What I didn’t mention in the reply to Tracy is that my joblessness has been compounded by a diagnosis of “wet” macular degeneration in my right eye. I’ve already lost most of the central vision in that eye. Every-other-month injections do some good, but I’ve proven to be allergic to the antiseptic used before the shot, so that my eye swells closed and burns like fire. Loss of sight for a writer is truly hell on earth.
I mention that travail in order to tell you that your Lenten satchel post has caused me to rethink my own “sacramentals,” if you will. I also have several rosaries, along with a set of purple Anglican prayer beads. Lately I’ve often been carrying the prayer beads. I also have a piece of limestone I found in the Judean desert while on pilgrimage; it has a depression in it that fits my right thumb exactly. I call it my “prayer rock,” and I keep it on my desk and hold it sometimes when I pray.
I have so many books that I’d look like a donkey if I carried each one that was significant to me.
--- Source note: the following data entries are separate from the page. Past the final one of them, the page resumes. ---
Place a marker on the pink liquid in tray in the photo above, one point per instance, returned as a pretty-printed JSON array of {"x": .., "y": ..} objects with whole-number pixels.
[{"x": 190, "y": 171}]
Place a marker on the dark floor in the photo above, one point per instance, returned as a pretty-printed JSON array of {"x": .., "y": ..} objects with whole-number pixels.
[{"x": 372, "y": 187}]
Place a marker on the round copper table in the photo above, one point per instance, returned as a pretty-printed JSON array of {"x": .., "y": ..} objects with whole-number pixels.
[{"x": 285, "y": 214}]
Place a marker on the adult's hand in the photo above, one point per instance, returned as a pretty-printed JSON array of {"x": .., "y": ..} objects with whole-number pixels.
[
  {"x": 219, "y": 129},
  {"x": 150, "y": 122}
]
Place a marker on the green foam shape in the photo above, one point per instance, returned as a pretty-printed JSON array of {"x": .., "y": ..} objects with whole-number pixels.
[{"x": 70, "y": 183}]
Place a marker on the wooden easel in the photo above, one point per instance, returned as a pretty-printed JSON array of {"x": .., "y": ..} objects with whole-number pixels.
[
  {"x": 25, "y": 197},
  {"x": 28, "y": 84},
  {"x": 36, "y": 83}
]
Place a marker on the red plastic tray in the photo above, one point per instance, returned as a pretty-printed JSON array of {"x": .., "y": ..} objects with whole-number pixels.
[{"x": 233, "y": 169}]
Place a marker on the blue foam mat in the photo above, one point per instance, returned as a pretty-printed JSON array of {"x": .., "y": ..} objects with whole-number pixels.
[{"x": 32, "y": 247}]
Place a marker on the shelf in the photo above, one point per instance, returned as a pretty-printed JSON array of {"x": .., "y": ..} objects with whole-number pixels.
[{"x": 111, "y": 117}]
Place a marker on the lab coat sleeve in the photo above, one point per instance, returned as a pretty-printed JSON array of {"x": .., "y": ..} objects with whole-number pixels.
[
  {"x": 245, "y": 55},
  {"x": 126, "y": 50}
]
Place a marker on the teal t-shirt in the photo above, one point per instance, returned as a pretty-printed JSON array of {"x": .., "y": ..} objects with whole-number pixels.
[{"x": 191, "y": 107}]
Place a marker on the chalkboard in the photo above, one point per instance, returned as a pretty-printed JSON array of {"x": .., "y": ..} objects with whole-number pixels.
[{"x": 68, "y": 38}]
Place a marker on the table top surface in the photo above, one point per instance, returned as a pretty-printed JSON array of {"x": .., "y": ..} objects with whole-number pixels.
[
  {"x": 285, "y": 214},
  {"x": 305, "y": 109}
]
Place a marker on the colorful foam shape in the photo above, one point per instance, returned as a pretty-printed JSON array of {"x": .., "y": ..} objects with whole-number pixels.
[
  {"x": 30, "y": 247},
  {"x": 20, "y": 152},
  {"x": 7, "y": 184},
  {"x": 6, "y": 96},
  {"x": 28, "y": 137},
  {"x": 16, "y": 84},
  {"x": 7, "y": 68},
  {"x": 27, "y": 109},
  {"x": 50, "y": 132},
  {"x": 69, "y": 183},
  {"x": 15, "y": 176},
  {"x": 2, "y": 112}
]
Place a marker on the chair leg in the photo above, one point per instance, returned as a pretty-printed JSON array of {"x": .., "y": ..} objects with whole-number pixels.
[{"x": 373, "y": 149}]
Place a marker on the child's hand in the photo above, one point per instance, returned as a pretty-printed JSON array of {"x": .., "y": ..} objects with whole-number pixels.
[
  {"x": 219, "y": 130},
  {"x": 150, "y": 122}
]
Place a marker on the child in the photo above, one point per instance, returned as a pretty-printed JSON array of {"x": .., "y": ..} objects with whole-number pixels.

However, I recently got a small journal with a Celtic cross on the front that I think I will use to make my own “breviary.” The first thing I plan to transcribe is the beautiful version of The Lord’s Prayer from the Book of Common Prayer from the Anglican Church of New Zealand and Aotearoa. Beyond that, I’ll await the Spirit’s prompting.
Thank you for reminding me anew to tend first to my spirit so that I may love and serve God above all else.